Tuesday, August 11, 2009

GOP to the Rescue - Take 2

The growing revolt against the Obama administration's health care reform proposal has been mainly a grass roots movement, contrary to the claims (or, perhaps, hopes) of top democrats. And it looks like it will have to remain that way.

In yet another display of the intellectual bankruptcy, and growing irrelevance, of the Washington GOP establishment, three top Senate Finance Committee republicans are working with committee democrats to "save" health care reform. According to the CATO's Michael Tanner (SENATE DEAL: CHANGE A FEW NAMES):

THE "compromise" health-care reform being negotiated by six members of the Senate Finance Committee is shaping up as a classic warning of the dangers of bipartisanship without principles: It looks like they'll keep the worst features of other ObamaCare bills -- but simply change the names.

Finance Committee Chairman Max Baucus (D-Mont.) and Sens. Kent Conrad (D-ND), Jeff Bingham (D-NM) Charles Grassley (R-Iowa), Olympia Snowe (R-Me.) and Mike Enzi (R-Wyo.) are reportedly putting the final touches on a bill that may save President Obama's chances for passing health-care reform this year.

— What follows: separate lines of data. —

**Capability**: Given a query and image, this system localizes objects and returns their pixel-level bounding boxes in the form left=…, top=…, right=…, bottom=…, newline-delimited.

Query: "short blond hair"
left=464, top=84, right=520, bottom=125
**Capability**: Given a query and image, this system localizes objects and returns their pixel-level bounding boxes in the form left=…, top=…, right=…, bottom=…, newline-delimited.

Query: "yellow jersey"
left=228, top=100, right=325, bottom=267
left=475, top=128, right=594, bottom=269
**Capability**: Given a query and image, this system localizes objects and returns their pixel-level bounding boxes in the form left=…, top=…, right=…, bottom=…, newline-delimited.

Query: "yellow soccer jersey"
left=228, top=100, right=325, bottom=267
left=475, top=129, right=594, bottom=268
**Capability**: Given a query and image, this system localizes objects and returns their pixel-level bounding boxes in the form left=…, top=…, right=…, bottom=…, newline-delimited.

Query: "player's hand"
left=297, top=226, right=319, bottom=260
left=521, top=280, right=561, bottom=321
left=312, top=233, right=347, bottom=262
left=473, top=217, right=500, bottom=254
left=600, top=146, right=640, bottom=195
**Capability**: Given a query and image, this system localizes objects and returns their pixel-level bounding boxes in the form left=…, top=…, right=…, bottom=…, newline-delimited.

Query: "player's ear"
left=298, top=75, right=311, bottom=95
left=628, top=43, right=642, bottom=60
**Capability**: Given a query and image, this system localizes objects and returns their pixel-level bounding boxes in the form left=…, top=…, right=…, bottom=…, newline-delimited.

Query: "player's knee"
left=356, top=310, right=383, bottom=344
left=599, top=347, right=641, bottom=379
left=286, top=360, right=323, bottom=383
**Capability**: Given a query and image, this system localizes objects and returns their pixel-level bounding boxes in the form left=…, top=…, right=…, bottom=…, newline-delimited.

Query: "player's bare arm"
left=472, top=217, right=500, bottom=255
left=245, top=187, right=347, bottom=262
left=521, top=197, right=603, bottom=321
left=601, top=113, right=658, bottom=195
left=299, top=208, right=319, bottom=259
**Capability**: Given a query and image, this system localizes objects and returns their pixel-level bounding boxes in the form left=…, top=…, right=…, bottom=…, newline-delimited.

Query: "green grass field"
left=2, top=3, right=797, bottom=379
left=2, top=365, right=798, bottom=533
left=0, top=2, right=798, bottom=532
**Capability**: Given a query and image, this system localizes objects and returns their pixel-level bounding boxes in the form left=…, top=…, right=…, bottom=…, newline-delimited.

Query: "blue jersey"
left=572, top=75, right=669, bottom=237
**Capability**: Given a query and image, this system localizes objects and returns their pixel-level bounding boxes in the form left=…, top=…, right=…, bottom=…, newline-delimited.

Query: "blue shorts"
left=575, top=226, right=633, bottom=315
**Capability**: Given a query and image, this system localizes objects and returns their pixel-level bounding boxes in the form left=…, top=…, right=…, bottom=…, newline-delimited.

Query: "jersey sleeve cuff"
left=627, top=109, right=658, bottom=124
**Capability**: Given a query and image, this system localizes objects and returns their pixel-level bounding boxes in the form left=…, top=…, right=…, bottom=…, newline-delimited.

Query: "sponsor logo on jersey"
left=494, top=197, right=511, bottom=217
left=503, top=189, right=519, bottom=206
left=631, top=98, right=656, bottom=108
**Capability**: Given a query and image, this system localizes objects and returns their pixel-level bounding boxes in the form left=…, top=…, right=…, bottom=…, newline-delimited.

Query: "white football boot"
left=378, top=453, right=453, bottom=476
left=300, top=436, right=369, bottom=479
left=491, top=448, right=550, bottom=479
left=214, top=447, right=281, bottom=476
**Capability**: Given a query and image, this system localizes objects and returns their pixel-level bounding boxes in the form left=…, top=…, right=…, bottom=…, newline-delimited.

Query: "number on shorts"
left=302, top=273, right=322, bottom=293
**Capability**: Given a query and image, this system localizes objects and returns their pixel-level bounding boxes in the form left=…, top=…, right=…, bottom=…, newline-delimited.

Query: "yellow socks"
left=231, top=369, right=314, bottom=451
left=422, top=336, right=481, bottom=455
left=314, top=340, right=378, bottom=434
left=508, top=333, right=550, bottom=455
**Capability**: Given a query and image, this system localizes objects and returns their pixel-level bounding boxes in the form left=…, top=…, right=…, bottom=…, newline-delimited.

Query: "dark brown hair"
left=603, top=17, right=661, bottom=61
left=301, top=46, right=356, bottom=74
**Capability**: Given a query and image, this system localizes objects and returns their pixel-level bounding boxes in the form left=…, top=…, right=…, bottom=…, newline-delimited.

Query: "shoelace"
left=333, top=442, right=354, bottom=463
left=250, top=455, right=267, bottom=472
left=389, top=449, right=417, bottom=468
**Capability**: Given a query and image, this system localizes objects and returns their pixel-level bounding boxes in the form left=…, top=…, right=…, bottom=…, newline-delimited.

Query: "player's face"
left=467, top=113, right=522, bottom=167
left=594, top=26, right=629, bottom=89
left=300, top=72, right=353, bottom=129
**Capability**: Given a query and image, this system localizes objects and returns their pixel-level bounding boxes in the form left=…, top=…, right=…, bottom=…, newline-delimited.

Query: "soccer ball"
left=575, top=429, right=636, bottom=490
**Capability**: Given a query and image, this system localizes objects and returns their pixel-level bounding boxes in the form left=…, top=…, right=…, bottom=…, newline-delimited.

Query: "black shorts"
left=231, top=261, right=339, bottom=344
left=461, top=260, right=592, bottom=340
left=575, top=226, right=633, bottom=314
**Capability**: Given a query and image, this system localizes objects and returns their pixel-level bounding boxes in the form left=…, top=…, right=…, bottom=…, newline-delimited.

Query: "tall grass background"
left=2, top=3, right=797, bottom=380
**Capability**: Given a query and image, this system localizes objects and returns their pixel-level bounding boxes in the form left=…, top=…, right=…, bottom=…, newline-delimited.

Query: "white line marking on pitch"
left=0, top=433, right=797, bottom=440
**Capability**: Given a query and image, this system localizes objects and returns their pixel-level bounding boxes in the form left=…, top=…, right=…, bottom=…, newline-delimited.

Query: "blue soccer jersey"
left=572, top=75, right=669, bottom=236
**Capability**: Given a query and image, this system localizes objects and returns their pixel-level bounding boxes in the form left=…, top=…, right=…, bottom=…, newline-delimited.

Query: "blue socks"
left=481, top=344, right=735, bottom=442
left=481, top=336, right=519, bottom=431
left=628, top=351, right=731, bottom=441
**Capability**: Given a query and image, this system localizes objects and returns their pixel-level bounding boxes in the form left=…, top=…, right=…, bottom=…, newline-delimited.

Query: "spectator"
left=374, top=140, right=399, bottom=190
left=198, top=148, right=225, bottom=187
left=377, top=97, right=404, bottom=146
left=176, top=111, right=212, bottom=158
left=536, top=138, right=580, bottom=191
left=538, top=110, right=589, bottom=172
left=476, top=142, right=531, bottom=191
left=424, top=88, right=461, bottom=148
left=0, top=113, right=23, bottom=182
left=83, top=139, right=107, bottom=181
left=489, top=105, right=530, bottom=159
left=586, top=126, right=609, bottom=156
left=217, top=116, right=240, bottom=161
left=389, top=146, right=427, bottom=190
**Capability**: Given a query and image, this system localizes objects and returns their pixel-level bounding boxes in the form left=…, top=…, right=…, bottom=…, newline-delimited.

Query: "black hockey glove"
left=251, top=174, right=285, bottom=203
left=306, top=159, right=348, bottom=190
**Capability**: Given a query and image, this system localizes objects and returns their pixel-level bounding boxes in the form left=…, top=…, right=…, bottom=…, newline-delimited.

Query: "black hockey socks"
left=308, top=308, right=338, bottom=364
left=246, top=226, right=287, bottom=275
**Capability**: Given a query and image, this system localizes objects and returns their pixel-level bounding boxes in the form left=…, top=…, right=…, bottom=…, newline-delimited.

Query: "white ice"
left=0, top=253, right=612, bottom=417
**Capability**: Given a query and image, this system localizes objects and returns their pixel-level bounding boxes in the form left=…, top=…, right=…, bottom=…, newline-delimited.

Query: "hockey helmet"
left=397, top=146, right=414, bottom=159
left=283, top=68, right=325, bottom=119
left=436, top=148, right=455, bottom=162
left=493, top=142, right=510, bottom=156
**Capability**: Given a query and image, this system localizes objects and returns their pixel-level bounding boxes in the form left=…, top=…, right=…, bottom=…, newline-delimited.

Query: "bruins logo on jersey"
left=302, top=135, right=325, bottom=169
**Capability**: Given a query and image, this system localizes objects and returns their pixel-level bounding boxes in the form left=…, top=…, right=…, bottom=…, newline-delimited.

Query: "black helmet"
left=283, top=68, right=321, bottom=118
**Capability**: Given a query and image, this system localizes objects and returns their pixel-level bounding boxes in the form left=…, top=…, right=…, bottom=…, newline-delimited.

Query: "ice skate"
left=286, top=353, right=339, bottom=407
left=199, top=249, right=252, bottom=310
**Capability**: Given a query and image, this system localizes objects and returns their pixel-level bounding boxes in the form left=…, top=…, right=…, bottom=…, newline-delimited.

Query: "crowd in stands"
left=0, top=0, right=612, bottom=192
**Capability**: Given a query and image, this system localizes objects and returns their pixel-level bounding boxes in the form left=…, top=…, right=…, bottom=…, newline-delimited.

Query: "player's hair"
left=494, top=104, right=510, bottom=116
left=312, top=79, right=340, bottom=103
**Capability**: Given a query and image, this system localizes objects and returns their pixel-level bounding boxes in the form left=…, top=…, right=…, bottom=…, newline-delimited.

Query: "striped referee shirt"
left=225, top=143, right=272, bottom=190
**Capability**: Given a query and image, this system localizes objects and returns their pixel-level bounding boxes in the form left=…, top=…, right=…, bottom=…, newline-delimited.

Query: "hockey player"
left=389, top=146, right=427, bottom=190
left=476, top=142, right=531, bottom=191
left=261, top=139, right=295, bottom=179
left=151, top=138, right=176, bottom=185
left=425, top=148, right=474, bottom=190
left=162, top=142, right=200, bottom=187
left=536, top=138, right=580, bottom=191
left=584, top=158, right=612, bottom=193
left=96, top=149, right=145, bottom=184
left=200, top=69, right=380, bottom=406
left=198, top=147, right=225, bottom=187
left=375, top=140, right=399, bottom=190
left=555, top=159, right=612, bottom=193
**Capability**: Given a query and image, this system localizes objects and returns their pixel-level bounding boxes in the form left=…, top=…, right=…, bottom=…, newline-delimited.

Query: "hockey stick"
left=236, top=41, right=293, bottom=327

The proposed bill is forthright on still containing many of the worst aspects of ObamaCare. It would mandate that all Americans buy insurance -- and not just any insurance, but a specific government-designed set of benefits, even if that package was more expensive or contained benefits that you didn't want.

It would set the stage for government interference in how doctors practice medicine. It would extend subsidies for health care well into the middle-class, making millions more Americans dependent on government. And it would pay for all this with huge tax increases on American workers and businesses.

In exchange for this pu-pu platter of bad ideas, it offers two supposed compromises.

First, instead of a government-run "public option," it would set up a nationwide health-insurance co-op.

But these aren't true co-ops. The members wouldn't choose its officers -- the president would. Plus, the secretary of Health and Human Services would have to approve its business plan, and thus could force it to offer whatever benefits, premiums and reimbursement schedules Washington wants. Finally, the federal government would provide start up, and possibly ongoing, subsidies.

A "co-op" run by the federal government, under rules imposed by the federal government and with federal funding is simply government-run health insurance by another name.

Or, as Senate Majority Leader Harry Reid put it, "We're going to have some type of public option, call it 'co-op,' call it what you want."

If this is what bipartisanship looks like, give me some old fashioned partisanship any day.


The key words in the above are, "the dangers of bipartisanship without principles". To be more precise, the republicans do embrace principles...those of the Left. They simply are content to quibble over the details of how to achieve their supposed opponents' socialist goals.